Gubbio è un tiranno di pietra, con il suo elmo e il suo cimiero,
un palazzo e la sua torre, i più fieri e i più accigliati dell’Italia intera…

André Suarès 1932

Museo Civico Palazzo dei Consoli

The Palazzo dei Consoli, (originally called Palazzo del Popolo), Piazza Grande and the Palazzo del Podestà together form one of the most majestic and audacious building projects carried out in the Middle Ages, bearing witness to the ambitious nature of Gubbio’s political and institutional objectives at the beginning of the 14th century. The construction of the monumental building complex was originally decided upon between 1321 and 1322, work began in 1332 and involved highly skilled professionals like the architect Angelo da Orvieto, whose name appears inscribed above the main entrance to the Palazzo, and Matteo di Giovanello, known as “Gattapone”, a native of Gubbio, who acted as surveyor at a later stage.
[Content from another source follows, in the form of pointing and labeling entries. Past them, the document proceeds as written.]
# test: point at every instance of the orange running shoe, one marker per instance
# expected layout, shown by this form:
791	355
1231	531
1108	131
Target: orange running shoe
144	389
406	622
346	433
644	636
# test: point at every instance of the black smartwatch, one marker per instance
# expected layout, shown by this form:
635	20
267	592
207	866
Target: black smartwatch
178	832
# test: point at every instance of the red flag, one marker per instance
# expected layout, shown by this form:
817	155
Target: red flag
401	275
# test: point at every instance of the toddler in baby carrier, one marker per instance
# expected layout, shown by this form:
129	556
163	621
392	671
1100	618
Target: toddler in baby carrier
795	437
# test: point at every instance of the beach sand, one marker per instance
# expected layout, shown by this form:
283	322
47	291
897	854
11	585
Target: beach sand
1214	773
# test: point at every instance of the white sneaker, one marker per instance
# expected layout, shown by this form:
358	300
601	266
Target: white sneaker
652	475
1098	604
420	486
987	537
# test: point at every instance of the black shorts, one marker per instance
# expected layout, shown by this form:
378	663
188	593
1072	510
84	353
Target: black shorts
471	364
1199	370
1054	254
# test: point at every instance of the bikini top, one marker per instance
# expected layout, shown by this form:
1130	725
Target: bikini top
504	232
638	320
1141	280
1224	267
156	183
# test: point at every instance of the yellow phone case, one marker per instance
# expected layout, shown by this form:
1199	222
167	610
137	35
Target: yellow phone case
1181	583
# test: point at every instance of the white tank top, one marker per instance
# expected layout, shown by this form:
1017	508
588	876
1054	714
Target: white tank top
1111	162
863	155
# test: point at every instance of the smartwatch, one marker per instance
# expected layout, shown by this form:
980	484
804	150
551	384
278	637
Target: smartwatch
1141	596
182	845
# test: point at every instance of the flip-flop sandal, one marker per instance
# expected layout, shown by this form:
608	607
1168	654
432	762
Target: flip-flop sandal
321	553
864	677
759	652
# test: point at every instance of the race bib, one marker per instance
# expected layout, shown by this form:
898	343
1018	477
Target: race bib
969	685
The new buildings were situated in the centre of the town so that all four civic districts, (San Martino, Sant’Andrea, San Pietro and San Giuliano), should border on them. This required alterations to the natural layout of the site  and the construction of the suspended square connecting the Palazzi. Palazzo dei Consoli, built in Gothic style, dominates the town from its height of 60 metres with its bell tower and panoramic loggia. From the outset it was intended to be the seat of government of the Free Commune of Gubbio housing all the official courts and institutions. The General Assembly of the People, the representative body of the citizenry, met in the Sala dell’Arengo or Great Hall. Upstairs were the residences and offices of the Gonfaloniere and the Consuls. The rooms on a level with Piazza Grande were reserved for the use of the Capitano del Popolo, while those level with Via Gattapone housed the troops under his control. The building also had a chapel, several toilets and a plumbing system supplying the water fountains on the upper floors.